●全国では外国人受刑者は6.6%
実際、矯正統計年報のデータから、2024年末時点の全国の刑事施設全体に占める外国人受刑者の割合を計算すると、6.6%になる。
施設ごとの差も大きい。
たとえば、多くの無期懲役囚を収容する千葉刑務所では、受刑者757人中25人(3.3%)、熊本刑務所では304人中3人(1%)が外国人だった。(いずれも矯正統計年報のデータで、2024年末時点の受刑者数)
刑務所ごとの割合は、その施設が担う役割によって大きく左右されるため、一施設の数字だけで全体像を判断することはできない。

●数字の背景を見る必要がある
もちろん、小野田氏が述べたように、「言語や文化、風習の違いから受刑者の特性を踏まえた処遇をすることの難しさ」は、現場の刑務官にとって大きな課題だろう。

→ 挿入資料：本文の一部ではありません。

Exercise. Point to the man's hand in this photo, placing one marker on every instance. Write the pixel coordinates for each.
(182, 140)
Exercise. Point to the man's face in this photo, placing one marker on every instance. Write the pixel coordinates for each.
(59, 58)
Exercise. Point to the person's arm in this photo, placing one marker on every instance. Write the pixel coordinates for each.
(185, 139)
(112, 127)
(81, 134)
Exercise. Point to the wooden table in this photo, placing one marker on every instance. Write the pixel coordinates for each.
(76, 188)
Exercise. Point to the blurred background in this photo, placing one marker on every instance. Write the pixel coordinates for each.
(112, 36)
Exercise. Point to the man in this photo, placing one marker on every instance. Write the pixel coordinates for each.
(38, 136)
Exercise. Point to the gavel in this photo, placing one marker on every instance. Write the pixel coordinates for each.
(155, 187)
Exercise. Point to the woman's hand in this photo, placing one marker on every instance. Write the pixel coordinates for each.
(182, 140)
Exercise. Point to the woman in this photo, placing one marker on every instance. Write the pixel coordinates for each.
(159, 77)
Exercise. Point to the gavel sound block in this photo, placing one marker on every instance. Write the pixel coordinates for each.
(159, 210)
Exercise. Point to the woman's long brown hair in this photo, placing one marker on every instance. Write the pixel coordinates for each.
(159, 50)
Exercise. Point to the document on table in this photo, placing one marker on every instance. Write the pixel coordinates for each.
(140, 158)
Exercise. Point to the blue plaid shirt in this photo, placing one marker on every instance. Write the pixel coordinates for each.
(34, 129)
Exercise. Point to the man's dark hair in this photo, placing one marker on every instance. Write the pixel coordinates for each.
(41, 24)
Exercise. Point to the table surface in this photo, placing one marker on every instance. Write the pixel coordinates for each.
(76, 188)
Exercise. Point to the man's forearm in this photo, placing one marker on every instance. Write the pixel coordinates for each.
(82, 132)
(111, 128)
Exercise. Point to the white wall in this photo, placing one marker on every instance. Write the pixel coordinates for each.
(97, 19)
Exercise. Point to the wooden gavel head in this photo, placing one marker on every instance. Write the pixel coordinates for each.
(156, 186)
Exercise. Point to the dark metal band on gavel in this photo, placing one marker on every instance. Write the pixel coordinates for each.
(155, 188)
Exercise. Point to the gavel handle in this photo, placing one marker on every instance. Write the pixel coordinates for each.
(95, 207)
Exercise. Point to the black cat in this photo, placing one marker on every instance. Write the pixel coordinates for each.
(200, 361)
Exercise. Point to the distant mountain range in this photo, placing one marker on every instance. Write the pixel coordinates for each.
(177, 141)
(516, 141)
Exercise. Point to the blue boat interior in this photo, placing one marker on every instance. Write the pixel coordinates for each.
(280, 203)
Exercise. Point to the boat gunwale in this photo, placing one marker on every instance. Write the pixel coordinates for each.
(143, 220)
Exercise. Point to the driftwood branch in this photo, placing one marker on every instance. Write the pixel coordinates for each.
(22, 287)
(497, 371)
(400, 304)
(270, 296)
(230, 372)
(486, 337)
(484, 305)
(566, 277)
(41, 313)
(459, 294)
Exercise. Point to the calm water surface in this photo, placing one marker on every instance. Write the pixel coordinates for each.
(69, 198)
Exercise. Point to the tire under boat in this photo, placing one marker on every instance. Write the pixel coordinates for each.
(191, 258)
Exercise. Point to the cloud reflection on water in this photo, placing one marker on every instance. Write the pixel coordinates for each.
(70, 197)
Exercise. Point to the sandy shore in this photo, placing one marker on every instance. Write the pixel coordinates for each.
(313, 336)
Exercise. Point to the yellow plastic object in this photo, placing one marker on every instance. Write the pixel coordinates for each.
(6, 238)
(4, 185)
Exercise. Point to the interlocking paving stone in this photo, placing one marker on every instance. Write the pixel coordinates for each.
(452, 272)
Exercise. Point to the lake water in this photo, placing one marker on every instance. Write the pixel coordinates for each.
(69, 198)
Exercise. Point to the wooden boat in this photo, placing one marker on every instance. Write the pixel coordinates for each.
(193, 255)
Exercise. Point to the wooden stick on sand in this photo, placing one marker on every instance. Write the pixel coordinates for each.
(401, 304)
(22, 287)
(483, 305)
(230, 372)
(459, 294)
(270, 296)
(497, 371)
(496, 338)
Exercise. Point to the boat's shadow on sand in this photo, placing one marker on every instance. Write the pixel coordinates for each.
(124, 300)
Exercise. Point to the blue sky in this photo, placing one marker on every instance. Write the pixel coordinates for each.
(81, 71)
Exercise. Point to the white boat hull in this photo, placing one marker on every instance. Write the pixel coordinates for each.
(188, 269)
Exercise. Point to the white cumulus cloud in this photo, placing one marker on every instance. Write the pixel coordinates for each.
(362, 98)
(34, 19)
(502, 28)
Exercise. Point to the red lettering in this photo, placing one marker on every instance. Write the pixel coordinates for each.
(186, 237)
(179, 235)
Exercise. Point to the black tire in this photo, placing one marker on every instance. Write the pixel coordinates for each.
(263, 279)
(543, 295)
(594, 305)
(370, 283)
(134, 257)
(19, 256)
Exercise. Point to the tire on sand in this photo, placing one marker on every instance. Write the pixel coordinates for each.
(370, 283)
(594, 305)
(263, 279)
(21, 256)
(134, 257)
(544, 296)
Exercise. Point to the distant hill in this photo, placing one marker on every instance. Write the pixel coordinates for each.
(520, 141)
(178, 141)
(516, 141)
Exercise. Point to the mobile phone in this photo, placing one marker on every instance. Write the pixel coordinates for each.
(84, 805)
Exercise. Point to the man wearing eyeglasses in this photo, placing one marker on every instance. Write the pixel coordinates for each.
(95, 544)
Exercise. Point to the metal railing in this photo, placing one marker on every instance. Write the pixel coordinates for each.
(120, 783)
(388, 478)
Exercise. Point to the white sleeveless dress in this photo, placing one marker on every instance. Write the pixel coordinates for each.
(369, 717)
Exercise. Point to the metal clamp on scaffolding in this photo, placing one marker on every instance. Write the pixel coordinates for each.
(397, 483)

一方で、外国人受刑者を集中的に収容する府中刑務所の状況を踏まえ「受刑者の約4人に1人が外国人」であることから、「外国人犯罪への厳格な対応の必要性を再認識した」と結びつけるのであれば、その前提となるデータの位置づけには留意が必要だ。
令和7年版犯罪白書によると、従来のF指標に該当する入所受刑者は2005年から減少傾向にあり、近年は400人台で推移していたが、2024年は574人となり、前年より25.1%増えた。外国人全体でも2024年に入所した受刑者は851人となり、16.9%増えている。
この背景には、在留外国人の増加があるのか、それとも摘発の強化など別の要因があるのか。数字だけでは判断できない。
外国人に限らず、犯罪の実態を議論する際には、数字の背景に何が隠れているのかを冷静に分析することが求められる。